Forwarding Bedrock logs
- The following two types of logs are supported by AWS Bedrock:
- Model invocation logging. For setting up the Model Invocation Logging, see Monitor model invocation using CloudWatch Logs from Amazon.
- Knowledge Base Logging. For sending logs from the knowledge base to Cloudwatch, see Monitor knowledge bases using CloudWatch Logs from Amazon.
- Create a log group in CloudWatch with name that contains “bedrock”.
Note: The log streams name for modelinvocation logs contain the string “modelinvocations”. The log group name for knowledge-based logs contains the string “knowledge-base” or “vendedlogs”.
- Navigate to the Log Group you created with the name that contains “bedrock”.
- Navigate to Actions > Subscription filters > Create lambda subscription filter.
- Select Lambda Function and select LMLogsForwarder (or a different name you used for the Lambda function during stack creation).
- Select Start streaming.
The Model Invocation logs will be mapped to the Bedrock model resource created in LogicMonitor. The knowledge-base logs will be mapped to the AWS account resource created in LogicMonitor.
Forwarding EventBridge (CloudWatch) logs
Amazon EventBridge (CloudWatch) Events provide real-time event streams that describe changes in AWS resources. You can use simple rules to setup, match, and route events to functions or streams through AWS EventBridge. For more information, see CloudWatch Events from Amazon.
Requirements
Set up your AWS and LogicMonitor integration. For more information, see AWS Logs Ingestion.
Creating Amazon EventBridge Rule
Create one rule for each service.

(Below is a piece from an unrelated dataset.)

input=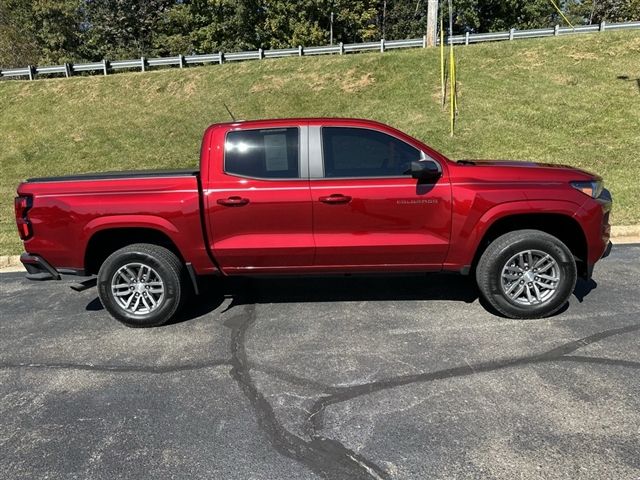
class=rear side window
[224,128,300,178]
[322,127,420,177]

The event pattern in the rule specifies which service events will be sent to the target. For the target, specify the Lambda function as LMLogsForwarder or the Lambda that sends logs to LM. The currently supported services for CloudWatch events are S3, Lambda, ECS, Kinesis, SQS, EC2, and Account.

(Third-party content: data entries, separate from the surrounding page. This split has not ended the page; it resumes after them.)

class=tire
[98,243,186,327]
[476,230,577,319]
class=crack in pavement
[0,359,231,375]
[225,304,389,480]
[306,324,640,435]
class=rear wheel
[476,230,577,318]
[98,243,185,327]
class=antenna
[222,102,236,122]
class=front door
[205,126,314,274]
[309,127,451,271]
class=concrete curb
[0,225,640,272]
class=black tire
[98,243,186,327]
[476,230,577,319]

To create a rule to setup CloudWatch events, do the following:
- Go to Amazon EventBridge web page and select Rules.
- On the Define rule detail page, provide the name and description for the rule.

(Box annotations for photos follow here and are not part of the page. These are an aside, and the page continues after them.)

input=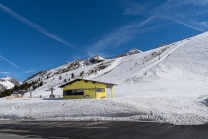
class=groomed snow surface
[0,32,208,125]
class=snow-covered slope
[120,48,142,57]
[0,32,208,124]
[0,77,20,92]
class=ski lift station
[59,79,116,99]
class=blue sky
[0,0,208,81]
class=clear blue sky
[0,0,208,81]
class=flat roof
[59,79,116,88]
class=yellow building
[59,79,116,99]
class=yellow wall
[63,80,106,99]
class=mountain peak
[119,47,142,57]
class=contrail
[0,3,73,47]
[0,55,25,72]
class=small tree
[80,71,84,76]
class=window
[63,89,84,96]
[96,88,105,92]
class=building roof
[59,79,116,88]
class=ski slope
[0,32,208,125]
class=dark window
[96,88,105,92]
[63,89,84,96]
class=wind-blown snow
[0,32,208,125]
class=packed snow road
[0,94,208,125]
[0,121,208,139]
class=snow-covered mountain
[119,48,142,57]
[0,32,208,124]
[0,77,20,92]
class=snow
[0,32,208,125]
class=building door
[106,85,112,98]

- To choose a Rule type, select Rule with an event pattern. This ensures that whenever an event is generated, it sends the events to the target.
- For Method, select the Use Pattern Form method to get readymade pattern for a specific service.
- In the Event source field, select AWS services.
- In the AWS service field, select a service. LogicMonitor currently supports S3, Lambda, ECE, Kinesis, SQS, EC2, and Account services for CloudWatch events.
- In the Event type field, select AWS API Call via Cloudtrail. As per the current implementation, LogicMonitor supports only AWS API calls via Cloudtrail. The events coming from the other types are ignored.
- In the Select target(s) tab, do the following:
- For Target types, select AWS service.
- For Select a target, select Lambda function.
- For Function, select LMLogsForwarder or the Lambda that sends logs to LM.
9. Select Next to review the rule and then select Create.
When the rule is successfully created, you can view the logs in the LM Logs page. You can also view the message in JSON format in the Overview panel.